Context and Problem Statement🔗
Since docspell may store important documents, it should be possible to encrypt them on the server. It should be (almost) transparent to the user, for example, a user must be able to login and download a file in clear form. That is, the server must also decrypt them.
Then all users of a collective should have access to the files. This requires to share the key among users of a collective.
But, even when files are encrypted, the associated meta data is not! So especially access to the database would allow to see tags, associated persons and correspondents of documents.
So in short, encryption means:
- file contents (the blobs and extracted text) is encrypted
- metadata is not
- secret keys are stored at the server (protected by a passphrase), such that files can be downloaded in clear form
- major driver is to provide most possible privacy for users
- even at the expense of less features; currently I think that the associated meta data is enough for finding documents (i.e. full text search is not needed)
It is clear, that only blobs (file contents) can be encrypted, but not the associated metadata. And the extracted text must be encrypted, too, obviously.
Public Key Encryption (PKE)🔗
With PKE that the server can automatically encrypt files using publicly available key data.
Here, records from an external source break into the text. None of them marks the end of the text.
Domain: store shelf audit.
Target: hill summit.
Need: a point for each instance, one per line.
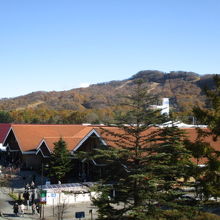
(183, 88)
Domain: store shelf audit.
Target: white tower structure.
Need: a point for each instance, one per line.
(165, 107)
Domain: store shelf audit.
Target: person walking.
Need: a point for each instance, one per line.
(33, 208)
(22, 207)
(15, 208)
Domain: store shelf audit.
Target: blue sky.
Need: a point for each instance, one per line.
(62, 44)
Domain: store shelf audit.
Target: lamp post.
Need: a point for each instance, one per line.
(41, 193)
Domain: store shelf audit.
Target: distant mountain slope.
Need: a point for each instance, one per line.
(183, 88)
It wouldn't require a user to provide a passphrase for encryption, only for decryption.
This would allows for first processing files (extracting text, doing text analyisis) and encrypting them (and the text) afterwards.
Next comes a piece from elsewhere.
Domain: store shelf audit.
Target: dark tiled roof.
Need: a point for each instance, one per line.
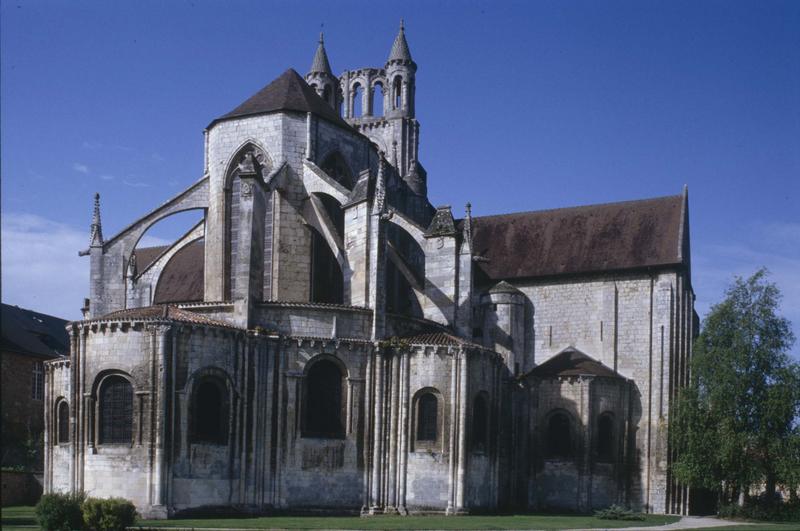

The public and secret keys are stored at the database. The secret key must be protected. This can be done by encrypting the passphrase to the secret key using each users login password. If a user logs in, he or she must provide the correct password. Using this password, the private key can be unlocked. This requires to store the private key passphrase encrypted with every users password in the database. So the whole security then depends on users password quality.
There are plenty of other difficulties with this approach (how about password change, new secret keys, adding users etc).
Using this kind of encryption would protect the data against offline attacks and also for accidental leakage (for example, if a bug in the software would access a file of another user).
If only blobs are encrypted, against which type of attack would it provide protection?
The users must still trust the server. First, in order to provide the wanted features (document processing), the server must see the file contents. Then, it will receive and serve files in clear form, so it has access to them anyways.
With that in mind, the "only" feature is to protect against "stolen database" attacks. If the database is somehow leaked, the attackers would only see the metadata, but not real documents. It also protects against leakage, maybe caused by a pogramming error.
But the downside is, that it increases complexity a lot. And since this is a personal tool for personal use, is it worth the effort?
No encryption, because of its complexity.
For now, this tool is only meant for "self deployment" and personal use. If this changes or there is enough time, this decision should be reconsidered.